Ata'nın gülmesi onu deli gibi kızdırsada içindeki sıkıntı bunun önüne geçiyordu. Hadi ama gerçekten geri dönüp Ata'yı bırakmam için çabalamayacakmıydı? Neler oluyordu? Tanıdığım Uraz beni başkası ile görünce deliye dönerdi. Eren bu duruma benim aksime şaşırmamış gibiydi. Heralde o patronunun bu hâllerine alışıktı. Sanırımki ben Uraz'ı pek tanımıyordum.
Uraz gittiğinde tamamen sessizlik oluşmuştu. Hatta dibimizde duran bebek bile ağlamayı kesmişti. Sessizlik sadece bizi değil, tüm hastaneyi sardı. Eren patronunun peşinden gitmemişti. Aksine ben gideceğini düşünmüştüm.
Formaliteden tuttuğum Ata'nın kolunu bırakıp Eren'in yanına gittim. Belki o Uraz'a ne olduğunu biliyordur. Ata arkamdan baka dursa da yanıma gelme konusunda düşündü. Sanırım bana kuyruk gibi yapışık gezmek onunda hoşuna gitmemişti. Olduğu yerde etrafına baktı. Gözleri hiç beni bulmamış gibiydi. Eren'e döndüm.
"Uraz'a ne oluyor? " diye sordum endişeyle.
"Bilmiyorum Efnan Hanım. " dediğinde ona pek güvenememiştim. Uraz arkamızdan iş çeviriryorsa asistanı olarak bunu saklayacağını biliyordum.
Onunda bir şeyler bilmemesi şüphelenmeme neden olmuştu. Acaba Uraz'ın bir katil olduğunu biliyormuydu? Acayip hızlı gelişen olaylar hızlı terler dökmeme neden olmuştu. Boynumun biraz daha açık kalmasını sağladım. Nefes alacak boşluk bile zor buluyordum. İşler gizemli bir hâl alıyordu. Uraz'ın nesi var? Öğrenmem gerekiyordu. Bunu neden merak ettiğimi sorgulasamda sanki zorundaymışım gibiydi. Er ya da geç bu işte açıklanacaktı. İlk işim Uraz'ı takip etmek olacaktı. O bir seri katilin adamıydı. Aslında ona sorsak bize seri katil hakkında her şeyi söylerdi.

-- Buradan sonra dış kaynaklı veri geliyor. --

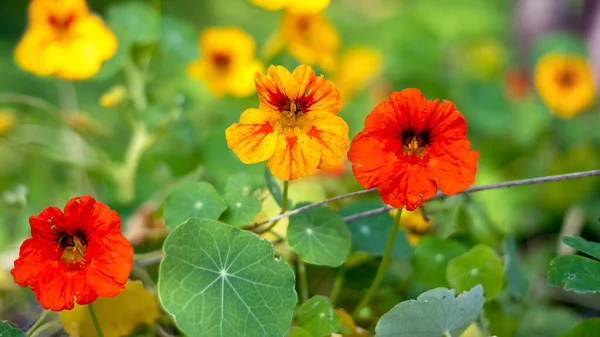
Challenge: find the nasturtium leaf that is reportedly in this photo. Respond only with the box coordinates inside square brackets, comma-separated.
[285, 326, 314, 337]
[60, 281, 160, 337]
[107, 1, 161, 45]
[298, 296, 341, 337]
[0, 321, 26, 337]
[504, 235, 529, 297]
[265, 167, 290, 207]
[340, 201, 412, 258]
[547, 255, 600, 293]
[221, 194, 262, 227]
[287, 206, 351, 267]
[446, 245, 504, 299]
[562, 236, 600, 260]
[165, 182, 227, 228]
[557, 318, 600, 337]
[158, 219, 297, 337]
[375, 285, 484, 337]
[412, 235, 467, 287]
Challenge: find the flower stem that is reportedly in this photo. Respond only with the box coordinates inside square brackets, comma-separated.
[352, 209, 402, 317]
[27, 310, 50, 336]
[88, 303, 104, 337]
[297, 256, 308, 303]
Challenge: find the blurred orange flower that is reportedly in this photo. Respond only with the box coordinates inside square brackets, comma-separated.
[226, 65, 348, 180]
[15, 0, 117, 79]
[265, 11, 340, 71]
[11, 196, 133, 311]
[534, 53, 596, 118]
[348, 89, 479, 211]
[188, 27, 264, 97]
[250, 0, 331, 13]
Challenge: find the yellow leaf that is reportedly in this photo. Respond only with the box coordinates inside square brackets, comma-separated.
[60, 281, 160, 337]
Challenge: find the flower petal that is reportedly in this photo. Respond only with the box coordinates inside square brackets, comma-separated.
[268, 134, 321, 180]
[307, 112, 349, 170]
[225, 109, 277, 164]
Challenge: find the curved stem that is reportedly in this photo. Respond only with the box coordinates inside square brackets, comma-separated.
[27, 310, 51, 336]
[88, 303, 104, 337]
[352, 209, 402, 317]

Bizde böylece seri katili bulurduk. Ancak bu işte Uraz'ın da başı belaya girerdi.
Eren'den bir şey öğrenememem beni bozguna uğratmıştı. Bir asistanı olarak bileceğini düşünmüştüm. Demekki Uraz bu olayı çok gizli tutuyordu. Kimse onun katil olduğunu bilmiyordu. Asistanı bile... Ata kolunu tutmam için uzattığında bunlara ayıracak ufak bir dakikam bile yoktu. Uzattığı kolu görmezden gelerek oradan uzaklaştım. Uraz'ı takip edip ne yaptığını görmek istiyordum. Arabaya bindiğimde Ata'nın peşimden geldiğini gördüm. Benimle gelecek değildi. O kadar çok acelem vardı ki ona sadece bir kaç açıklama yapabilmiştim.
"Ata benim işim var. Seninle sonra görüşürüz. " dediğimde onu kırdığımı fark etmemiştim. Yüzü düşünce bana sitem ettiğinin farkındaydım. "Tamam git sen." dediğinde tamamen sitemliydi. Ancak şu an onu çekebilecek gibi değildim. Daha sonra ondan özür dilerdim ve her şey hallolurdu. Arabaya yüklendim ve hızımı arttırmaya başladım. Yanından hızla geçtiğimde gözleri açılmıştı. Böyle yapmamı beklemiyordu.
Herkesin aracında olan o takip cihazını etkinleştirdim. Uraz şuan arabayla eve doğru ilerliyordu. Eve baya yaklaşması beni tedirgin etmişti çünkü daha yeni yola çıkmasına rağmen eve hızla varmıştı. Bu da demek oluyordu ki aracı çok hızlı kullanıyordu. Üstelik hastane ile ev arasında çok fazla kilometre vardı. Kaç kilometre hızla gittiğini ölçen bir şey var mı diye takip cihazındaki her yere bastım. Elim son bastığım şeyde durdu.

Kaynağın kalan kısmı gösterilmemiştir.